UACC retained 5% of the notes and residual certificates sold. Refer to Note 4 – Variable Interest Entities and Securitizations for further discussion.

 

UACC has three warehouse credit facilities from a diverse bank group with a borrowing capacity of $350.0 million as of March 31, 2022. Refer to Note 11 – Warehouse Credit Facilities of Consolidated VIEs for further discussion.

Non-Employee Share-Based Payments

Nonemployee Share-Based Payments

 

On May 15, 2020, the Company entered into an agreement with Rocket Auto LLC and certain of its affiliates (collectively, “Rocket”) providing for the launch of an ecommerce platform under the “Rocket Auto” brand for the marketing and sale of vehicles directly to consumers (the “RA Agreement”). The Company lists its used vehicle inventory for sale on the Rocket Auto platform, but all sales of the Company’s inventory are conducted through the Company’s platform. During the term of the RA Agreement, Rocket has agreed to ensure that not less than a minimum percentage of all used vehicles sold or leased through the platform on a monthly basis will be Vroom inventory. The Company issued Rocket 183,870 shares of the Company’s common stock upon execution of the RA Agreement. The Company will pay Rocket a combination of cash and stock for vehicle sales made through the platform. Rocket may earn up to 8,641,914 shares of common stock over a four-year period based upon sales volume of Vroom inventory through the Rocket Auto platform. We have been engaged in discussions with Rocket regarding a potential restructuring of our relationship with regard to the Rocket Auto platform and have agreed to suspend the RA Agreement as of April 26, 2022 pending the outcome if further discussions.

 

The Company accounts for the issuance of its common stock under the RA agreement in accordance with ASC 718, Compensation – Stock Compensation, including the provisions that apply to share-based payments issued to nonemployees for goods or services. The Company determined that the grant date was May 15, 2020, for both the upfront shares issued and the additional shares that potentially are to be issued based on sales volume through the Rocket Auto platform. The fair value of the Company’s common stock on the grant date was determined to be $11.57 per share. The grant date fair value of the upfront shares issued was initially recognized as an asset within “Other assets” in the consolidated balance sheet, which will subsequently be amortized within “Selling, general and administrative expenses” over the term of the RA agreement commencing on the launch date. The grant date fair value of the potential shares to be issued will be recognized within “Selling, general and administrative expenses” as sales of Vroom’s inventory associated with the Rocket Auto platform occur and such shares are earned.

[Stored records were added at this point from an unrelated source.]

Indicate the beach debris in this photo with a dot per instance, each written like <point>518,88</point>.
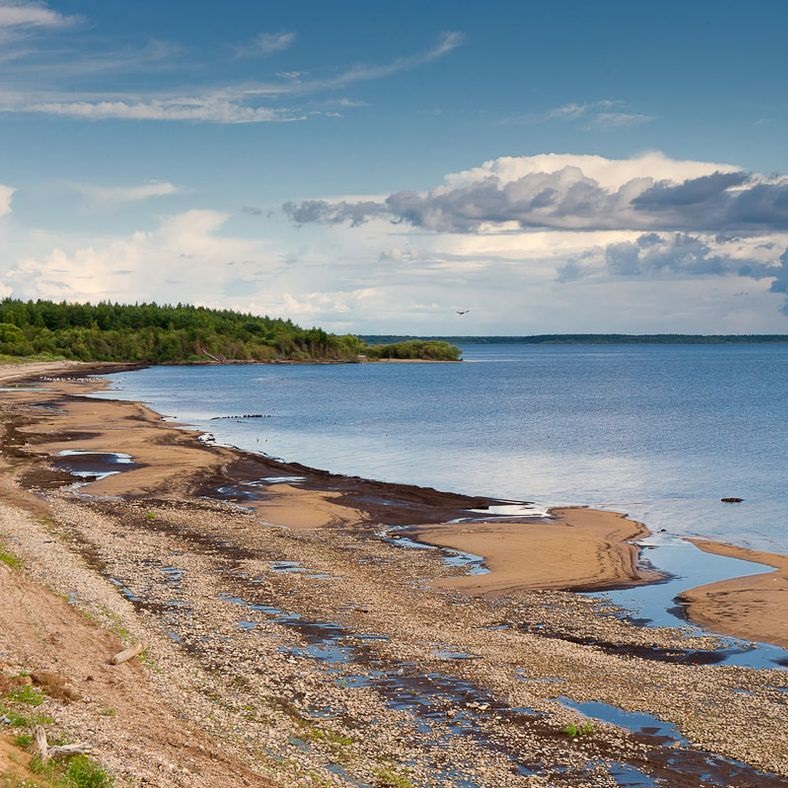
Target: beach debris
<point>47,753</point>
<point>127,654</point>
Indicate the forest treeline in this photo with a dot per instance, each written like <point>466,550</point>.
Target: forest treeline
<point>167,334</point>
<point>594,339</point>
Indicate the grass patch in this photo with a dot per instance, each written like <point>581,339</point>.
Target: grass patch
<point>26,694</point>
<point>79,771</point>
<point>388,778</point>
<point>9,559</point>
<point>574,731</point>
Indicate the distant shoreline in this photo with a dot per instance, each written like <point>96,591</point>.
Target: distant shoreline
<point>591,339</point>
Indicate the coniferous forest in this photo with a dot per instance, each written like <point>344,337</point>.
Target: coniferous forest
<point>170,334</point>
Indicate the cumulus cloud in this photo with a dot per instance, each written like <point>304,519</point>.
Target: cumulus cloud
<point>266,44</point>
<point>780,283</point>
<point>122,194</point>
<point>32,15</point>
<point>6,194</point>
<point>649,192</point>
<point>653,255</point>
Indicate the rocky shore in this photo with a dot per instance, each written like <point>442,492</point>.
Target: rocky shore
<point>289,640</point>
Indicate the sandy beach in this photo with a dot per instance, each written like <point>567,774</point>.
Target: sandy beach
<point>752,607</point>
<point>286,642</point>
<point>575,549</point>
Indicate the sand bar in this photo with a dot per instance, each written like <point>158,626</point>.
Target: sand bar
<point>753,607</point>
<point>575,549</point>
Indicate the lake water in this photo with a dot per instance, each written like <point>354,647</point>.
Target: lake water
<point>661,432</point>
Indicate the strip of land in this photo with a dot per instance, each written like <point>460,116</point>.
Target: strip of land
<point>753,607</point>
<point>576,549</point>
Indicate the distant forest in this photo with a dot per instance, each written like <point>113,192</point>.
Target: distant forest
<point>595,339</point>
<point>170,334</point>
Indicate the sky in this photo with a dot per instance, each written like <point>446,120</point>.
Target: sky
<point>380,167</point>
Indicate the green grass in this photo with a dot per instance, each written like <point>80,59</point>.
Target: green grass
<point>80,771</point>
<point>388,778</point>
<point>574,731</point>
<point>9,559</point>
<point>83,772</point>
<point>26,694</point>
<point>18,720</point>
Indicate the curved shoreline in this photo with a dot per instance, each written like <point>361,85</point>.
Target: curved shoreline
<point>587,550</point>
<point>753,607</point>
<point>328,631</point>
<point>576,549</point>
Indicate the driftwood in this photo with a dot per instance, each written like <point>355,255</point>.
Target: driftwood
<point>127,654</point>
<point>41,744</point>
<point>47,753</point>
<point>65,750</point>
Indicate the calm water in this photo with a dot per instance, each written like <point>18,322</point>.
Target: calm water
<point>661,432</point>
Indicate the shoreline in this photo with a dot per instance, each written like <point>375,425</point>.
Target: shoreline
<point>325,499</point>
<point>291,642</point>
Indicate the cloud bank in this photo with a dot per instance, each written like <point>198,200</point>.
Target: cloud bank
<point>571,192</point>
<point>6,194</point>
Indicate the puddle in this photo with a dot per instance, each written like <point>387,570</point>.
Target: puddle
<point>444,706</point>
<point>513,509</point>
<point>655,605</point>
<point>473,564</point>
<point>629,776</point>
<point>277,480</point>
<point>634,722</point>
<point>288,567</point>
<point>450,655</point>
<point>93,465</point>
<point>236,493</point>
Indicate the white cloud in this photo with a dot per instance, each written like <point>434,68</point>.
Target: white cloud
<point>603,114</point>
<point>6,194</point>
<point>21,15</point>
<point>238,103</point>
<point>121,194</point>
<point>211,109</point>
<point>186,259</point>
<point>576,192</point>
<point>266,44</point>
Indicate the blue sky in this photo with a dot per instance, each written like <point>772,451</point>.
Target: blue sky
<point>376,167</point>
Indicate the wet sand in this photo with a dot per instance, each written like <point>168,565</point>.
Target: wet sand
<point>753,607</point>
<point>576,549</point>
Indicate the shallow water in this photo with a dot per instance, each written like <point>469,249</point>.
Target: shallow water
<point>659,431</point>
<point>688,567</point>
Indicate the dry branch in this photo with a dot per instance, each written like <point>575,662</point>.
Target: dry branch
<point>127,654</point>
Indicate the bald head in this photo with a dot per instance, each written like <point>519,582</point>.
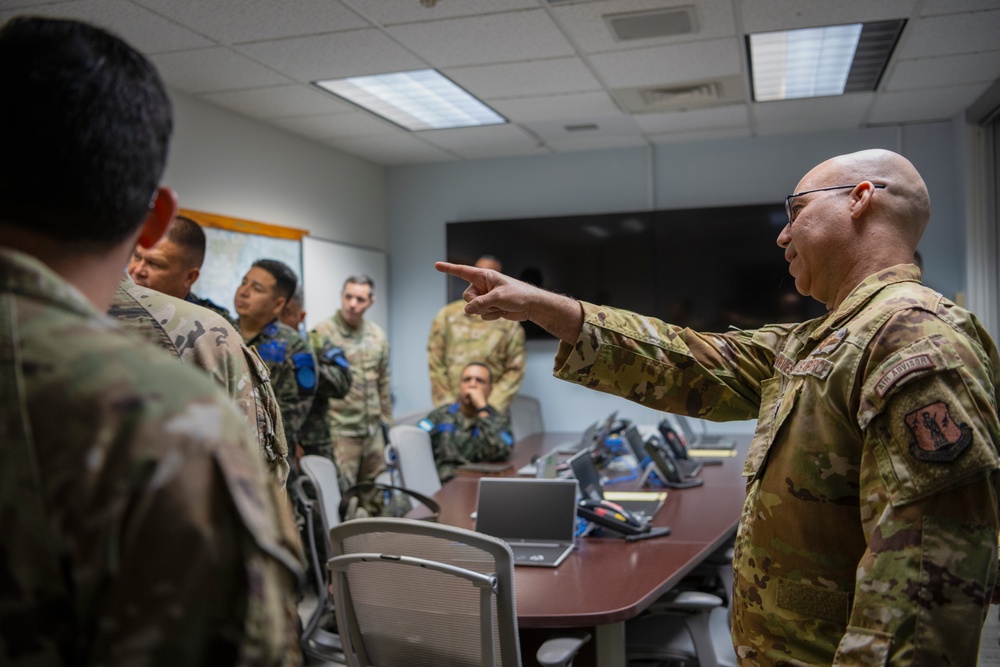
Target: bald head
<point>904,203</point>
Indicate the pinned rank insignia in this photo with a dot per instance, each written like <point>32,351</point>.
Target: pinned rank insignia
<point>831,342</point>
<point>936,436</point>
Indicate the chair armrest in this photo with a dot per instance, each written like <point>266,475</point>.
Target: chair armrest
<point>560,651</point>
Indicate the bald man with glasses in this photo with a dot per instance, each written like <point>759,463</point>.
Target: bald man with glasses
<point>869,534</point>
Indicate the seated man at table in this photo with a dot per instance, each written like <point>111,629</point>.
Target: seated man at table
<point>469,430</point>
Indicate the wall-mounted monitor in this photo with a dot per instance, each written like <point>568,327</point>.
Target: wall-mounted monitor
<point>706,268</point>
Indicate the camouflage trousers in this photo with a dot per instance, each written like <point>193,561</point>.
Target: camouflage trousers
<point>361,460</point>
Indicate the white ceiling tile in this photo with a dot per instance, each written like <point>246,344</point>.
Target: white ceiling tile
<point>588,28</point>
<point>389,12</point>
<point>948,70</point>
<point>682,121</point>
<point>536,77</point>
<point>341,125</point>
<point>932,7</point>
<point>555,107</point>
<point>477,142</point>
<point>810,115</point>
<point>213,70</point>
<point>279,102</point>
<point>669,64</point>
<point>230,21</point>
<point>950,34</point>
<point>607,126</point>
<point>596,143</point>
<point>139,27</point>
<point>701,135</point>
<point>507,37</point>
<point>923,105</point>
<point>391,149</point>
<point>333,56</point>
<point>768,15</point>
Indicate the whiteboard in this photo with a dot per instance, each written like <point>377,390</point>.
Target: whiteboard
<point>327,264</point>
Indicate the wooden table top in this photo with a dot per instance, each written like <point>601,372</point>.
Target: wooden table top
<point>607,580</point>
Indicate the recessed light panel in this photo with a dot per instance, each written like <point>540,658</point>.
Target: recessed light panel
<point>416,100</point>
<point>811,62</point>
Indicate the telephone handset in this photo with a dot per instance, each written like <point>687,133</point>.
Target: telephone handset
<point>668,468</point>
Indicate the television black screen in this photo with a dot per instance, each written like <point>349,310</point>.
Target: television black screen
<point>706,268</point>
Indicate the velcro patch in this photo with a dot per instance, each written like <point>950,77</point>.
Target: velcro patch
<point>817,367</point>
<point>901,370</point>
<point>936,436</point>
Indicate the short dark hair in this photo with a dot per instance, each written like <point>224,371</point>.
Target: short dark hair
<point>85,125</point>
<point>481,364</point>
<point>361,279</point>
<point>285,280</point>
<point>189,235</point>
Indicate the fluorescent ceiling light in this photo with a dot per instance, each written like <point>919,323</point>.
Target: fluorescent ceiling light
<point>418,100</point>
<point>812,62</point>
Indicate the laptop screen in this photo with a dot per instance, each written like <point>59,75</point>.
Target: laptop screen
<point>527,509</point>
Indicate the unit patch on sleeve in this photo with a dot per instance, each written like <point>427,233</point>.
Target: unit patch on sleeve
<point>936,436</point>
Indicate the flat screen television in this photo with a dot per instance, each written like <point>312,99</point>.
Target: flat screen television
<point>706,268</point>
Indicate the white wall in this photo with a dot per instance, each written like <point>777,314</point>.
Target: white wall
<point>736,171</point>
<point>224,163</point>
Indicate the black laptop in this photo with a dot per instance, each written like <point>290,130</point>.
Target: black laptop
<point>535,517</point>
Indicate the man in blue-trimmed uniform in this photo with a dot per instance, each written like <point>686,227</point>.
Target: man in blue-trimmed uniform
<point>264,291</point>
<point>469,430</point>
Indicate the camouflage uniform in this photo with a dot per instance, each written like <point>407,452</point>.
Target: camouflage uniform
<point>869,534</point>
<point>457,338</point>
<point>205,340</point>
<point>458,439</point>
<point>359,418</point>
<point>211,305</point>
<point>292,367</point>
<point>334,382</point>
<point>137,529</point>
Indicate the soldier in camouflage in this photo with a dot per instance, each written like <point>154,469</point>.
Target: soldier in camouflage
<point>469,430</point>
<point>138,528</point>
<point>173,265</point>
<point>210,342</point>
<point>457,338</point>
<point>869,534</point>
<point>265,289</point>
<point>360,419</point>
<point>333,381</point>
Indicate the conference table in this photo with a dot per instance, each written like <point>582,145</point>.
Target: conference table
<point>606,580</point>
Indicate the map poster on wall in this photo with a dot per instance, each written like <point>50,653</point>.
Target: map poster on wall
<point>233,245</point>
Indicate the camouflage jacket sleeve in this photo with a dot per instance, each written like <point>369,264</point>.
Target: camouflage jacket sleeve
<point>928,497</point>
<point>665,367</point>
<point>334,377</point>
<point>437,362</point>
<point>509,380</point>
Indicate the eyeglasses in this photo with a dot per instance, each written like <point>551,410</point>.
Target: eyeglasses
<point>788,199</point>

Accounting Standards Issued But Not Yet Adopted

Accounting Standards Issued But Not Yet Adopted

 

In October 2021, the FASB issued ASU 2021-08, Business Combinations (Topic 805): Accounting for Contract Assets and Contract Liabilities from Contracts with Customers, which requires contract assets and contract liabilities acquired in a business combination to be recognized in accordance with Topic 606 as if the acquirer had originated the contracts. The guidance will be effective for fiscal years beginning after December 15, 2022, including interim periods within those fiscal years, with early adoption permitted. The Company is currently evaluating the impact that the adoption of this guidance will have on its consolidated financial statements and related disclosures.